[Cryptographic Message Syntax (CMS)] Web API or Library?

[dadrian]

I don't fully understand the reasoning the CMS needs to be a browser API, rather than an application-layer library. I understand that the CMS RFC is not very good, and ambiguous, and that implementations are often incompatible or buggy. However, this seems like all the more reason that a browser should not commit to keeping an implementation that will have compatibility issues right out of the box.

This reminds me of when the Go stdlib attempted to maintain a PGP implementation, and ultimately removed it, because it was not particularly compatible, required bringing in a large amount of code and algorithms that were otherwise a bad idea, and the general consensus was that new applications should not use PGP.

Similarly, the main usage for CMS is S/MIME and nothing else. No one is building new applications with CMS, and should not.

If there are things that are missing in Web Crypto to make implementing a CMS API in WASM or Typescript better, we should add them. However, I'm not sure that the browser offering a CMS API make sense, versus S/MIME applications shipping their own implementation.

Could you expand on the rationale? I suspect the actual reason is "we would like to share a CMS implementation that already exists in the underlying cryptographic library used with the browser".

[dadrian]

Also, from a very practical standpoint, the CMS code was some of the first code that BoringSSL removed from OpenSSL when it was created.

[jonchoukroun]

We will update the proposal to clarify our rationale for adding CMS as a browser API. Primarily our concern is what @dadrian mentioned, that existing implementations can be incompatible or buggy. However we think that limiting CMS implementations to those bundled with browsers, rather than requiring all applications to choose their own, will reduce those incompatibilities. We’ve been holding encrypted email discussions in a working group with many other email providers, who would like to move forward with S/MIME for encryption. So while CMS’s use case is mostly only S/MIME, it is a large use case that we expect to see grow. We hope that providing a standardized API will simplify the implementation effort for these email providers.

[twiss]

If there are things that are missing in Web Crypto to make implementing a CMS API in WASM or Typescript better, we should add them.

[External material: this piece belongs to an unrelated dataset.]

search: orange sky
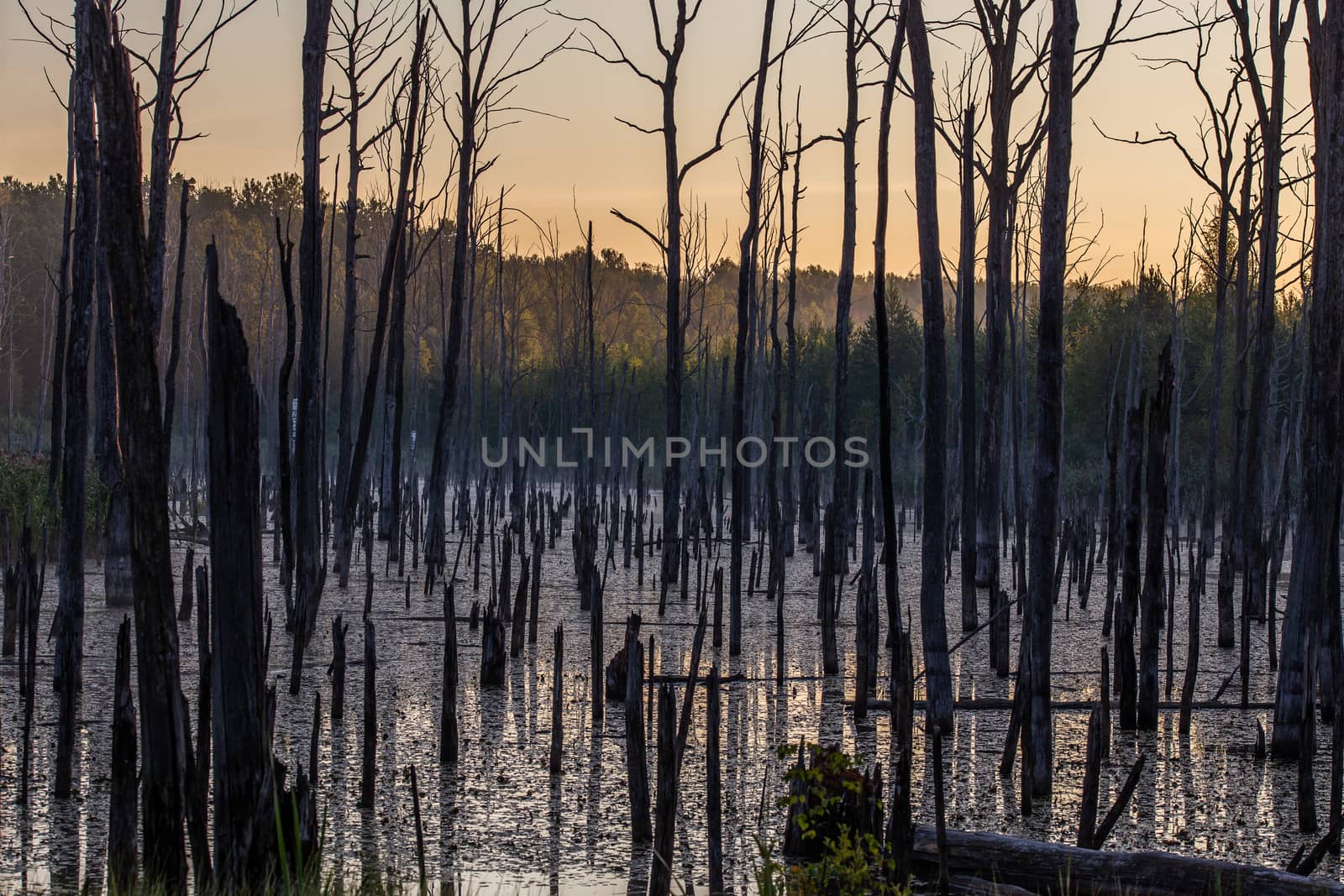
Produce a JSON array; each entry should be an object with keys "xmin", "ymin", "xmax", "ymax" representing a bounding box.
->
[{"xmin": 0, "ymin": 0, "xmax": 1305, "ymax": 278}]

FWIW, I also think that even if we do add an API for CMS, Web Crypto should still be updated to add the required cryptographic algorithms, otherwise we would end up in a situation where calling the CMS API could be the most efficient way to run those algorithms, which would be unfortunate. AFAIK, ChaCha20-Poly1305 is the only one missing, so I've proposed adding it here: https://twiss.github.io/webcrypto-modern-algos/#chacha20-poly1305.

Beyond that, while I think it's actually a good idea to add a more high-level API to Web Crypto, I would worry if the only high-level API we add is for CMS, as it might push people to use that when other choices might be more appropriate.
Tangentially, I know there are ideas floating around to add APIs for HPKE (RFC 9180) and MLS (RFC 9420) to the web; it might be good to do that before adding CMS, so that "better" options are available, at least. (Neither is a 1:1 replacement to what CMS does, of course - but they could still fill some of the use cases.)